Engage your support network to help you manage your asthma. Talk to your friends and family about items that trigger attacks and enroll them in helping you make environmental or lifestyle changes to help you manage your asthma. The more knowledgeable your network is about your condition, the more easily they can support you.
If you feel like an asthma attack is coming on and you do not have your inhaler around you, try caffeine. Drink a couple cups of tea, coffee hot chocolate, or even eat a candy bar or two. Caffeine helps because it will open up your airways and allow you to breath easier.

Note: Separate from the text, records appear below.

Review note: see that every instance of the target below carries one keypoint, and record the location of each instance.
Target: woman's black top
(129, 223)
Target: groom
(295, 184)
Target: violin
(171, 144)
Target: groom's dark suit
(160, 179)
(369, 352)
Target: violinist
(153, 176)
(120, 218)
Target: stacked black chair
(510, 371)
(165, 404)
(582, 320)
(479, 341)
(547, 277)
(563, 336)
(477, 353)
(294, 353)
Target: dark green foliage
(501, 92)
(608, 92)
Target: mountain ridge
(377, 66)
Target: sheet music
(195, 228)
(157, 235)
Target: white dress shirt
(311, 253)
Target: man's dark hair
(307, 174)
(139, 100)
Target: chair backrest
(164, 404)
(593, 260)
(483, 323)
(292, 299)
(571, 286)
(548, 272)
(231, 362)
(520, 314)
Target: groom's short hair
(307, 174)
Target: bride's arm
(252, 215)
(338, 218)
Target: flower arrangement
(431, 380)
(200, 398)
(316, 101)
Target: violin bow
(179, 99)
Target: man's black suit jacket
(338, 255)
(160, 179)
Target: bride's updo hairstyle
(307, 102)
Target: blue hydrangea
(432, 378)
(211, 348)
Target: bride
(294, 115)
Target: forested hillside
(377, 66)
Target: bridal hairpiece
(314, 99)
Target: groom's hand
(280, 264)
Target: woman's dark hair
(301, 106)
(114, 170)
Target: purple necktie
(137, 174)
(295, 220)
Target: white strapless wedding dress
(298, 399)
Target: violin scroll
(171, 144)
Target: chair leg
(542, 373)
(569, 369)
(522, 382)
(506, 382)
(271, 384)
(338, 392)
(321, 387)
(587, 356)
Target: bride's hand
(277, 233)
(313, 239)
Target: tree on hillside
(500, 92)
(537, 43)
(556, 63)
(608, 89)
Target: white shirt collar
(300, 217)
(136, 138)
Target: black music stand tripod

Remove all carpets and heavy drapes from your home if possible, and vacuum frequently if not. Carpets and drapes can trap dust, which is a major trigger for asthma symptoms and attacks. These areas can even breed dust mites, which are generally even worse for people suffering from asthma.
If you have noticed an increase in your asthma symptoms combined with other health issues such as weight gain or hair loss, have your physician check your thyroid function. Your thyroid gland controls your metabolism and affects most parts of your body. Low thyroid functions has been shown to exacerbate the symptoms of asthma.
Children are the primary sufferers of asthma, which is a serious disease. Cigarette smoke, dust mites, animal fur and excessive exercise are all stimuli that often set off an asthmatic attack. Asthma cannot be prevented but it is treatable with medication, avoiding triggers and avoiding behaviors that may set off an attack.